There’s also Portage West in Victoria, which sits on the Gorge Waterway and features an outdoor waterfront pool, outdoor kitchen and barbecue space, a waterfront dock, and communal kayaks and paddleboards.
In short, as Milne describes it, GMC has put a premium on community development, inside the walls of its buildings and beyond. “Right now, one of the fastest-growing mental issues we have in this country is social isolation, and that’s partly because one of the fastest-growing household demographics is the single household,” he maintains. “So we thought, How could we create rental communities that had really thoughtful, high-quality common space to really bring neighbours together, where you actually meet your neighbours and interact with them?”
Milne compares that with the typical rental building, which he says is full of people who take the elevator upstairs while maybe waving at the one or two folks they know in the complex: “There really isn’t an atmosphere encouraged around really getting to know your neighbour and being part of a community.”
GMC believes its approach delivers an added benefit: creating a stronger neighbourhood. “We know that anybody who rents one of our apartments lives in the community, they’re not renting an apartment and living in Shanghai; nobody is speculating in the apartment,” Milne contends. “We’re actually providing housing to somebody who’s a part of the community, who serves the community.”
In an unpredictable and often pricy real estate industry, GMC offers up units at what Milne deems “market rates.” He also disputes the stigma sometimes attached to landlords.
“The word affordable’ is a nebulous word—it means something different to everybody,” he says. “We believe we provide good quality and value for what we create, but we are focused on trying to provide housing for the middle-class worker and middle-class family. We don’t have $5,000-a-month penthouse suites. I know a lot of rental developers that would be happy to show the payroll and say, Hey, look, of that $1,500 a month you’re paying, maybe $125 goes to the landlord.”
At the same time, Milne says that GMC has done its best to get financing from Canada Mortgage and Housing Corp. so it can offer lower rents, but there’s something of a disconnect. “We would love to offer up affordability when we propose a project to the city,” he says, noting that developments like Brixton Flats, a stone’s throw from the intersection of Main and Hastings streets, will always face a certain amount of pushback.
“There are ways we can do that through affordable financing with the CMHC. The problem is that you can’t get a guarantee with the CMHC until you’ve already got the zoning,” Milne laments.
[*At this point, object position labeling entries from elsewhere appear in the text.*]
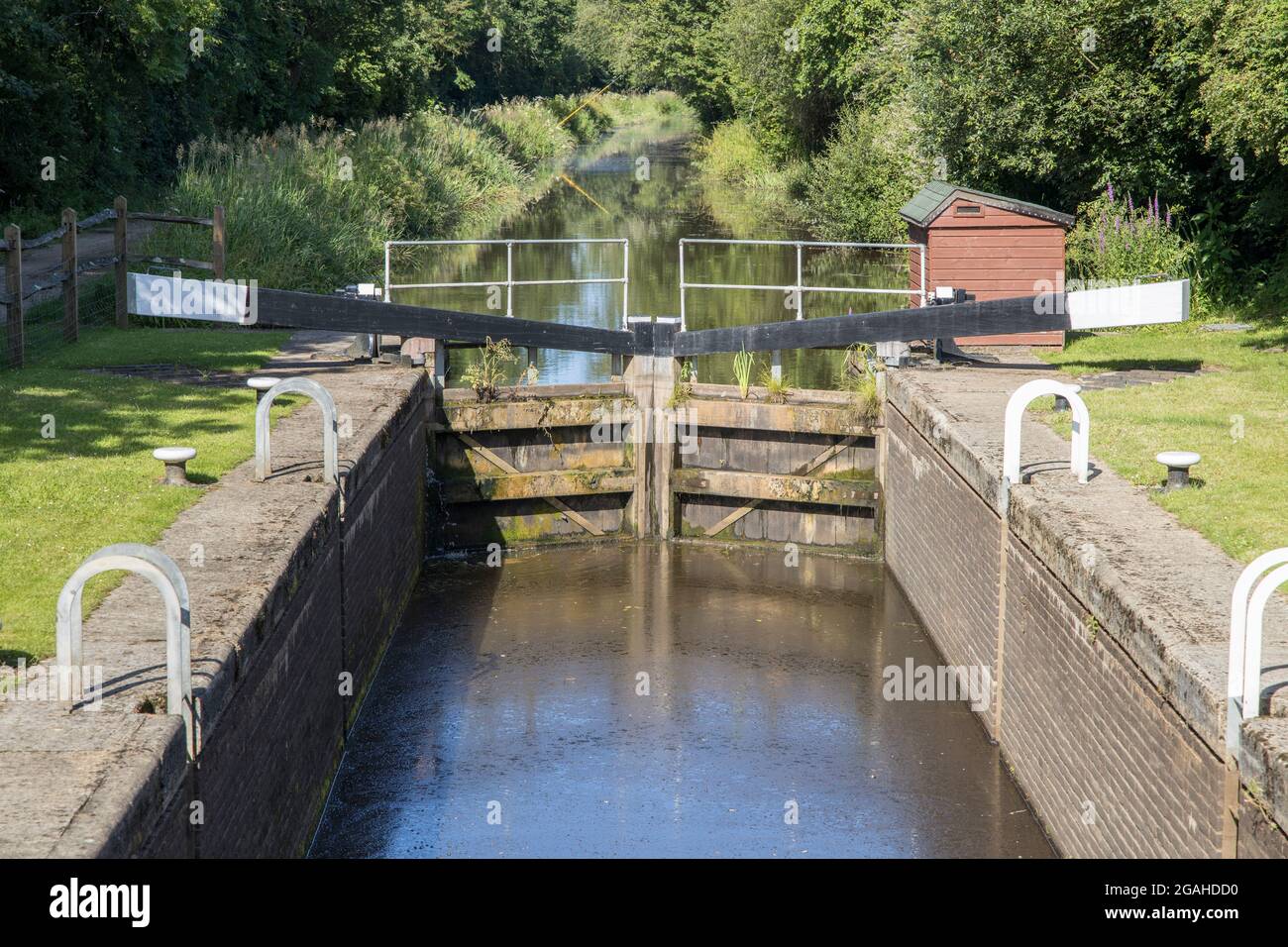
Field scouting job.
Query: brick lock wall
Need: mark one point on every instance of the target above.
(1076, 720)
(273, 748)
(941, 545)
(382, 547)
(1109, 766)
So it’s a bit of a catch-22. If you offer it up to the city and they commit to it being 10 percent below market rent, but you don’t get CMHC financing, you ultimately can’t build it.”
Milne is currently trying to secure CMHC financing to offer 10 percent below market rate on a 31-unit rental building in Victoria called the Charlesworth. “But we couldn’t offer that to council in our zoning proposal that was approved in the summer,” he says.
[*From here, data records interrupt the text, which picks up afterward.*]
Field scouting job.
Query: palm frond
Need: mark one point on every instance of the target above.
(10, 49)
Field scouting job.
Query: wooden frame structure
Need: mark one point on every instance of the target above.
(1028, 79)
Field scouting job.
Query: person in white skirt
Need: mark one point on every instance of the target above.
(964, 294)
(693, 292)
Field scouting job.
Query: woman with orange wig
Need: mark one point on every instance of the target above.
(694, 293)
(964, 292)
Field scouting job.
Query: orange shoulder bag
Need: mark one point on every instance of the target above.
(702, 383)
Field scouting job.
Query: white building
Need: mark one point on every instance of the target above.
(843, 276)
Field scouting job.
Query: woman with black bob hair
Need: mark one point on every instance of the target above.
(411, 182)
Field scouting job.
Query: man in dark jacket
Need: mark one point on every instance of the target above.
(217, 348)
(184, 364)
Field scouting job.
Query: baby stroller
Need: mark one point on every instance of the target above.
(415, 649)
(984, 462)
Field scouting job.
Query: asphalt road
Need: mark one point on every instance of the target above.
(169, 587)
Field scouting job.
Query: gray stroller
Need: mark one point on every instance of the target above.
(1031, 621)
More government issues could be imminent with the recent provincial election giving a majority to the BC NDP. Housing was a hot topic leading up to the vote, and Milne wasn’t completely sold on any of the parties’ platforms. But there are certainly some aspects of Premier John Horgan’s plan that he doesn’t commend.
“I was really discouraged with the NDP’s decision to freeze rent through the entirety of 2021,” Milne says. “The challenge for landlords these days is we have rising expenses, city councils are freezing property taxes, insurance rates are affecting rental buildings. We have this paradox of increasing costs but flattened revenue. It’s going to be a challenge, and the NDP has picked winners and losers by doing that.”